Take a pic of your favorite spot in Jamaica and have a mural made. We are remodling our spar bedroom and had one made. recessing it into the wall. french doors on each side. large porch spindles cut in half painted to look like cement and set in front of the mural to look like you are looking out your private balcony, looking out to the cliffs and sea. I can't wait till its done. The mural is beautiful!  When its finished Ill post a pic.

----------


## Sweetness

I have lots of clear jars of shells,  I blew up a photo of the sea in Negril to Poster size and framed it......just the water, horizon and sky.......its is so comforting.

----------


## Bushido

Secure a fishing net to hang across the ceiling...put a few star fish, sea shells, drift wood etc in it.
If you leave one end long so it hangs down one wall or the corner of two walls a foot or two, it adds a nice touch too  :Wink: 

If you frame your pictures with ship port holes, it will really set off the room.

Combine the above with a large salt water aquarium...and BAM, lol, you have a nice start to a beautiful sun room  :Smile:

----------


## Schuttzie

These are all great ideas!  I'm into geckos now so have bought some painted metal ones that I hang out on my deck in the summer and bring in to spread around the room everywhere.  You can get them in assorted sizes  :Smile:   IrieLita, I'm looking forward to you picture of the recessed mural, it sounds fantastic!

Oh, and I have a fishing net I use, too, with shells threaded (caught) in it.

----------


## IrieLita

This is the mural we had made . 71"x80"

----------


## snowflake

wow great ideas everyone, thank you and keep them coming.  Irie Lita, where did you get that mural made and how much?  I like the porch post idea.  Love all the great ideas!  photos in ship portholes is a grea idea too but I am not sure where one gets those?
and I was thinking hammock-will have to check the ones seastart has, hopefully on their website?
Thanks all
Snowflake

----------


## yetta

IrieLita, that photo is perfection!!!! Great shot of BCC and the stairs at Moonlight Villa's. Sweet spot on the cliffs fi sure!!!

----------


## booger

> IrieLita, that photo is perfection!!!! Great shot of BCC and the stairs at Moonlight Villa's. Sweet spot on the cliffs fi sure!!!

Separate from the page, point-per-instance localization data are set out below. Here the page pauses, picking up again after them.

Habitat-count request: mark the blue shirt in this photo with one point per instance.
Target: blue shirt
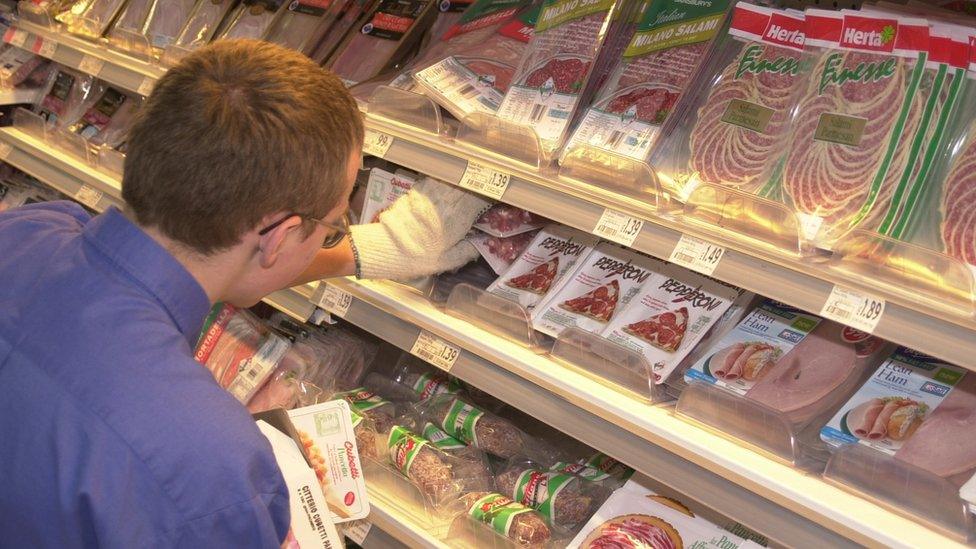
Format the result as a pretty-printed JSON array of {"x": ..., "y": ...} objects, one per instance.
[{"x": 111, "y": 435}]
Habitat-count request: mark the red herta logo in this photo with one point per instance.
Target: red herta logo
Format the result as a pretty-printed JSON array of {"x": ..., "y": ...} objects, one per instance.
[
  {"x": 784, "y": 31},
  {"x": 869, "y": 33}
]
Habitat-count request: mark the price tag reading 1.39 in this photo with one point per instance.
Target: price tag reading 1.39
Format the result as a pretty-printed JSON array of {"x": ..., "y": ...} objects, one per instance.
[
  {"x": 697, "y": 254},
  {"x": 854, "y": 308},
  {"x": 436, "y": 351},
  {"x": 618, "y": 227}
]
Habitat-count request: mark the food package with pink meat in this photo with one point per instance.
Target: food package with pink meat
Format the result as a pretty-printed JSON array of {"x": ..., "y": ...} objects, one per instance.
[
  {"x": 635, "y": 516},
  {"x": 503, "y": 220},
  {"x": 554, "y": 73},
  {"x": 797, "y": 364},
  {"x": 732, "y": 131},
  {"x": 860, "y": 121},
  {"x": 240, "y": 350},
  {"x": 552, "y": 254},
  {"x": 393, "y": 29},
  {"x": 658, "y": 64},
  {"x": 500, "y": 252},
  {"x": 602, "y": 285},
  {"x": 669, "y": 316},
  {"x": 468, "y": 70}
]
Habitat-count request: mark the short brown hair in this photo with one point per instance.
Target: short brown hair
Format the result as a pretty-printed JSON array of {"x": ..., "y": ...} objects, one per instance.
[{"x": 238, "y": 130}]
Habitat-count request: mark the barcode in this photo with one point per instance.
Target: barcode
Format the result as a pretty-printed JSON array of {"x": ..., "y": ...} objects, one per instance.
[{"x": 537, "y": 112}]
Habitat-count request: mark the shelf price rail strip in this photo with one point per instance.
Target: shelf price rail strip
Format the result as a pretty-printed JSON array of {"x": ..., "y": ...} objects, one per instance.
[
  {"x": 782, "y": 503},
  {"x": 795, "y": 282}
]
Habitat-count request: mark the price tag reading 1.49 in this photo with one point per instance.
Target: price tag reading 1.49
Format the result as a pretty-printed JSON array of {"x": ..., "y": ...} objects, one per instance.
[
  {"x": 697, "y": 254},
  {"x": 435, "y": 351},
  {"x": 854, "y": 308}
]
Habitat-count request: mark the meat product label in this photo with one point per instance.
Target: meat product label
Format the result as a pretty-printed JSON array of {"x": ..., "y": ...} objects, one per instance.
[
  {"x": 553, "y": 253},
  {"x": 603, "y": 283},
  {"x": 894, "y": 402},
  {"x": 657, "y": 65},
  {"x": 671, "y": 313},
  {"x": 749, "y": 352}
]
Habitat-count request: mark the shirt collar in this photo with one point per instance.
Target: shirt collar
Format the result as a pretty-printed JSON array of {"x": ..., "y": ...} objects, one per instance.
[{"x": 153, "y": 268}]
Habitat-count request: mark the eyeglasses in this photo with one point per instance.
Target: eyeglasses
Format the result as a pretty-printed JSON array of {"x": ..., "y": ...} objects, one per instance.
[{"x": 338, "y": 231}]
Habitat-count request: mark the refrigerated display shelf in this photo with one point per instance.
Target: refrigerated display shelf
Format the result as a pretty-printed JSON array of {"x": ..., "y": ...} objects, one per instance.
[{"x": 780, "y": 502}]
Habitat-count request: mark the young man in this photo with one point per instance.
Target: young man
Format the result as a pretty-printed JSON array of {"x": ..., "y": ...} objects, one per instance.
[{"x": 238, "y": 171}]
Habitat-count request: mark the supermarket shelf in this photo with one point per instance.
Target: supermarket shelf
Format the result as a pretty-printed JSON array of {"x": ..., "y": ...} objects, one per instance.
[
  {"x": 116, "y": 68},
  {"x": 57, "y": 169},
  {"x": 796, "y": 282},
  {"x": 778, "y": 501}
]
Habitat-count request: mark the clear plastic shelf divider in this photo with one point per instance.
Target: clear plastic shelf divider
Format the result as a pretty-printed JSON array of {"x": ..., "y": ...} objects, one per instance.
[
  {"x": 902, "y": 487},
  {"x": 606, "y": 361},
  {"x": 506, "y": 140},
  {"x": 608, "y": 170},
  {"x": 495, "y": 314},
  {"x": 744, "y": 217},
  {"x": 406, "y": 107},
  {"x": 913, "y": 272}
]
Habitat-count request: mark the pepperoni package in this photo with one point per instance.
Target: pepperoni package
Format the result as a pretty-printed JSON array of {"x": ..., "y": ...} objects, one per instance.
[{"x": 739, "y": 115}]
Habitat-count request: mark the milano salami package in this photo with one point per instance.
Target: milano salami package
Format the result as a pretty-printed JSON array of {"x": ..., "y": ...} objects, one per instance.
[
  {"x": 854, "y": 132},
  {"x": 641, "y": 92},
  {"x": 739, "y": 114},
  {"x": 602, "y": 284},
  {"x": 669, "y": 316},
  {"x": 551, "y": 255}
]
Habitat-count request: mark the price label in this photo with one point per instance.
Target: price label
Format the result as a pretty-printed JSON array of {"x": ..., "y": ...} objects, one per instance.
[
  {"x": 436, "y": 351},
  {"x": 334, "y": 300},
  {"x": 697, "y": 254},
  {"x": 91, "y": 65},
  {"x": 484, "y": 180},
  {"x": 45, "y": 48},
  {"x": 854, "y": 308},
  {"x": 88, "y": 196},
  {"x": 618, "y": 227},
  {"x": 376, "y": 143}
]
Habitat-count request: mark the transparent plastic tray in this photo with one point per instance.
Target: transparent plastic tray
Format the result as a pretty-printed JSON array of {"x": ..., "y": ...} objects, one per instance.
[
  {"x": 911, "y": 271},
  {"x": 902, "y": 487},
  {"x": 607, "y": 362}
]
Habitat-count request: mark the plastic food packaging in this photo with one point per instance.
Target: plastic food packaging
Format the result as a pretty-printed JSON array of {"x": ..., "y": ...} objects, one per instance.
[
  {"x": 485, "y": 513},
  {"x": 732, "y": 129},
  {"x": 601, "y": 285},
  {"x": 656, "y": 67},
  {"x": 851, "y": 145},
  {"x": 552, "y": 254}
]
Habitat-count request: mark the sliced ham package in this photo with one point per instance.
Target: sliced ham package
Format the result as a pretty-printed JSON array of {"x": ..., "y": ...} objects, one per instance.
[
  {"x": 641, "y": 92},
  {"x": 602, "y": 284},
  {"x": 860, "y": 121},
  {"x": 553, "y": 253},
  {"x": 670, "y": 315},
  {"x": 739, "y": 113},
  {"x": 554, "y": 73}
]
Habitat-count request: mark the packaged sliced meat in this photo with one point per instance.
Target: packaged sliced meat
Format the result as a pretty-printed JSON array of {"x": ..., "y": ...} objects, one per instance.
[
  {"x": 503, "y": 220},
  {"x": 500, "y": 253},
  {"x": 239, "y": 350},
  {"x": 635, "y": 516},
  {"x": 739, "y": 113},
  {"x": 252, "y": 19},
  {"x": 855, "y": 124},
  {"x": 469, "y": 70},
  {"x": 554, "y": 72},
  {"x": 514, "y": 521},
  {"x": 641, "y": 92},
  {"x": 892, "y": 405},
  {"x": 601, "y": 284},
  {"x": 392, "y": 30},
  {"x": 669, "y": 316},
  {"x": 553, "y": 253}
]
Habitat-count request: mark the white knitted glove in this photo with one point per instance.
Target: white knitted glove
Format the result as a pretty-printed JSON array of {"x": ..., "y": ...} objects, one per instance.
[{"x": 421, "y": 234}]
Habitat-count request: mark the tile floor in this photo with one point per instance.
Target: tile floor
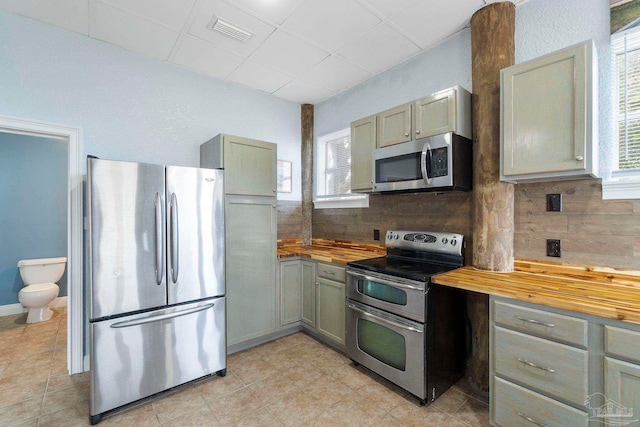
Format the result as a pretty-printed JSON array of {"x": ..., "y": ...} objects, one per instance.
[{"x": 293, "y": 381}]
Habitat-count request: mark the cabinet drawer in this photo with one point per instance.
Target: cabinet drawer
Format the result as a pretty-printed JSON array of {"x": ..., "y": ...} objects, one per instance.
[
  {"x": 622, "y": 342},
  {"x": 542, "y": 323},
  {"x": 331, "y": 272},
  {"x": 554, "y": 368},
  {"x": 518, "y": 406}
]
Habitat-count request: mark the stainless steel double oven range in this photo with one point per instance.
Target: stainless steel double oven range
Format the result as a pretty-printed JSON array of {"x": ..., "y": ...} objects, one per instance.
[{"x": 402, "y": 326}]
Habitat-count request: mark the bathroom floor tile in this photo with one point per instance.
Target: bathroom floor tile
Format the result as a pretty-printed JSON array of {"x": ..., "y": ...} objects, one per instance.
[{"x": 293, "y": 381}]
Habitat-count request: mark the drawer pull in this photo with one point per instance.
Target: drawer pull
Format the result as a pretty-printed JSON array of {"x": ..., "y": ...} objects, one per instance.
[
  {"x": 536, "y": 322},
  {"x": 531, "y": 420},
  {"x": 533, "y": 365}
]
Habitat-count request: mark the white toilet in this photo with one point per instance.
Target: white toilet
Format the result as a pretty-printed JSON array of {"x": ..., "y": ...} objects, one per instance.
[{"x": 39, "y": 277}]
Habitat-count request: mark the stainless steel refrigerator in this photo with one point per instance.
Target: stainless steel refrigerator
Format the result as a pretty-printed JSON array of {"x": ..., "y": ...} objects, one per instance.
[{"x": 155, "y": 279}]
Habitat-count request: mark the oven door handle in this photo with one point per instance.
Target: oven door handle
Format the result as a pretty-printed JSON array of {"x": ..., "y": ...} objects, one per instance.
[
  {"x": 387, "y": 282},
  {"x": 424, "y": 166},
  {"x": 380, "y": 319}
]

That is a great pic! I stayed at BCC last month for a few nights and had the reverse view. The vibe in this area is perfect and I look forward to spending more time here. Thanks for the flashback.

----------


## IrieLita

found on Net------ http://www.muralsyourway.com/designers/
you upload your pic. Has to be high quality pic to be good,( they will tell you if its not good enough) crop to size you need and walaaaaaaaaaaa. They are really nice.  We have a floor covering store so we have a tax # Ours was like 238.80. It would have been maybe around 298????? We got the one you put the paste on yourself. they have 3 types.
It only took about a week to come.  Its great! Can't wait till we get it all done. Post a pic soon. Soon I hope , whenever my dywaller makes it back LOL LOL grrrrrrrr

----------


## Bushido

Yes, that IS a nice mural  :Smile: 

Port holes cam be made out of ply wood...glue 2 pieces together if you want them thicker than the 3/4" stock.  Cut out your diameter, allow for the width that you want.  If you have a router, you can router in a design easily.  Stain or paint.  You can even use copper or gold foil if you want a brassy finish  :Wink:

----------


## Chet & Coleen

Cool Lita

Our screened in porch of course has a lot of plants during the summer they make a great background palet for oversized tropical colored pillows on the coutch, 2 foot tropical fish swim around the top panel, quite a few fish carvings from Negril join them, differant sauce bottles specific to Jamaica filled with sand sit on ledges, a collection of differant ages and sizes of Appletons and Rum Cream bottles hold places of honor, some old Mario Palomino cigar boxes have been varnished to protect them and hung in various places along with a collection of Island Colgne (remember those) and of course the table and chair covers are very tropical,,,,,

my basement dungeon has palm trees and parrots habitating one corner, concert posters cover a couple walls, my jamaica village carvings cover a couple of surfaces, bright color sunset pictures cover a couple walls (Ricketts? is one), various fish and dolphin carvings swim here and there, the afore mentioned sand bottles with national flags and national color ribbons compliment Jamaica yellow topped - palm tree beached border - beach sand covered bottom walls,,,,, hmmm down there the wall under the grow light is ocean blue and little pieces of each trip are spread around,,,,

----------


## Jamerican1

I love the idea of using colorful sarongs as curtains, or just stringing up a clothes line and hanging them along a wall.  :Embarrassment:

----------